2. Relevant equations

it's already known that $\int_0^{\infty}\frac 1{\sqrt{2 \pi}} y^{\frac {-1}2} e^{\frac {-y}2} dy = 1$, since f(x) is a probability density function.

3. The attempt at a solution
I've tried integration by parts, but that hasn't helped.

$\int_0^{\infty} \frac 1{\sqrt{2 \pi}} \sqrt {y} e^{\frac {-y}2} dy = \frac 1{\sqrt{2 \pi}} (-2 \sqrt {y} e^{\frac {-y}2})|_0^{\infty} + \int_0^{\infty}\frac 1{\sqrt{2 \pi}} y^{\frac {-1}2} e^{\frac {-y}2} dy$,

but $lim_{t \to \infty} -2 \sqrt {y} e^{\frac {-y}2})|_0^{\infty} = 0$, so that's not very helpful.

Any ideas to evaluate the integral?

2. Jul 23, 2014

### SammyS

Staff Emeritus
If you know that $\int_0^{\infty}\frac 1{\sqrt{2 \pi}} y^{\frac {-1}2} e^{\frac {-y}2} dy = 1 \ ,\$ then it seems to me that you have all but arrived at the result.

3. Jul 23, 2014

### pixatlazaki

I believe Mogarr knows that it equals 1, though doesn't analytically know how to demonstrate that with standard integration techniques.

4. Jul 23, 2014

### Mogarrr

That's right

5. Jul 23, 2014

### SammyS

Staff Emeritus
So, which part of this problem are you having difficulty with.

6. Jul 24, 2014

### Mogarrr

I'm having a problem finding a method to evaluate:

$\int_0^{\infty} y \frac 1{\sqrt {2\pi}} \cdot y^{\frac {-1}2} e^{\frac {-y}2} dy =\int_0^{\infty} \frac 1{\sqrt {2\pi}} \cdot y^{\frac 12} e^{\frac {-y}2} dy$.

Here's some background. I know that the integral should evaluate to 1. In a previous part of the problem, I saw that for this standard normal function,

$f_X(x) = (\frac 1{\sqrt {2\pi}}) e^{\frac {-x}2}$,

the expected value of the random variable squared, $E X^2$, is equal to 1. I had to look at the answer to solve this problem.
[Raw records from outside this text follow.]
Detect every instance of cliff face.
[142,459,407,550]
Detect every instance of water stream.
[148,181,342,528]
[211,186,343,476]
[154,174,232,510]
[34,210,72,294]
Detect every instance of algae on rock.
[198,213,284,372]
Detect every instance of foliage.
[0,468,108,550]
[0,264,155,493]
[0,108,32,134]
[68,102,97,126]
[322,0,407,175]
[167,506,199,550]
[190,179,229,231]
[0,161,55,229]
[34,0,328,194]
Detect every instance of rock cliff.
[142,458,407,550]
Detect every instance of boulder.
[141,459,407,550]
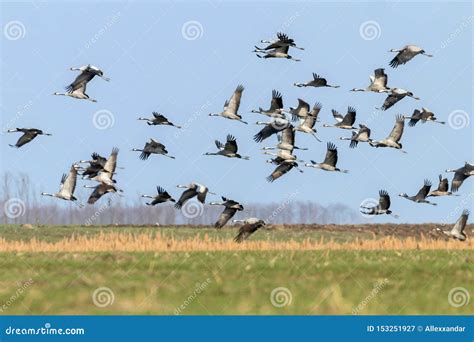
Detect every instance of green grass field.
[0,226,474,315]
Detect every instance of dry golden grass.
[0,232,474,252]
The integral I am trying to solve is the expected value of Y, $E Y$, where $Y = X^2$. So this is a transformation of the random variable, but the result should be the same as $E X^2$ (this was stated in the problem description).

The conundrum I have is, after seeing the answer, I don't believe it to be true. Here is the answer given (hopefully without typos) in equations and italics:

$E Y = \int_0^{\infty} \frac {Y}{\sqrt {2\pi y}}e^{\frac {-y}2} dy = \frac 1{2\pi} (-2y^{\frac 12}e^{\frac {-y}2}|_0^{\infty} + \int_0^{\infty} y^{\frac {-1}2}e^{\frac {-y}2}dy) = \frac 1{\sqrt {2\pi}} \cdot \sqrt {2\pi} = 1$.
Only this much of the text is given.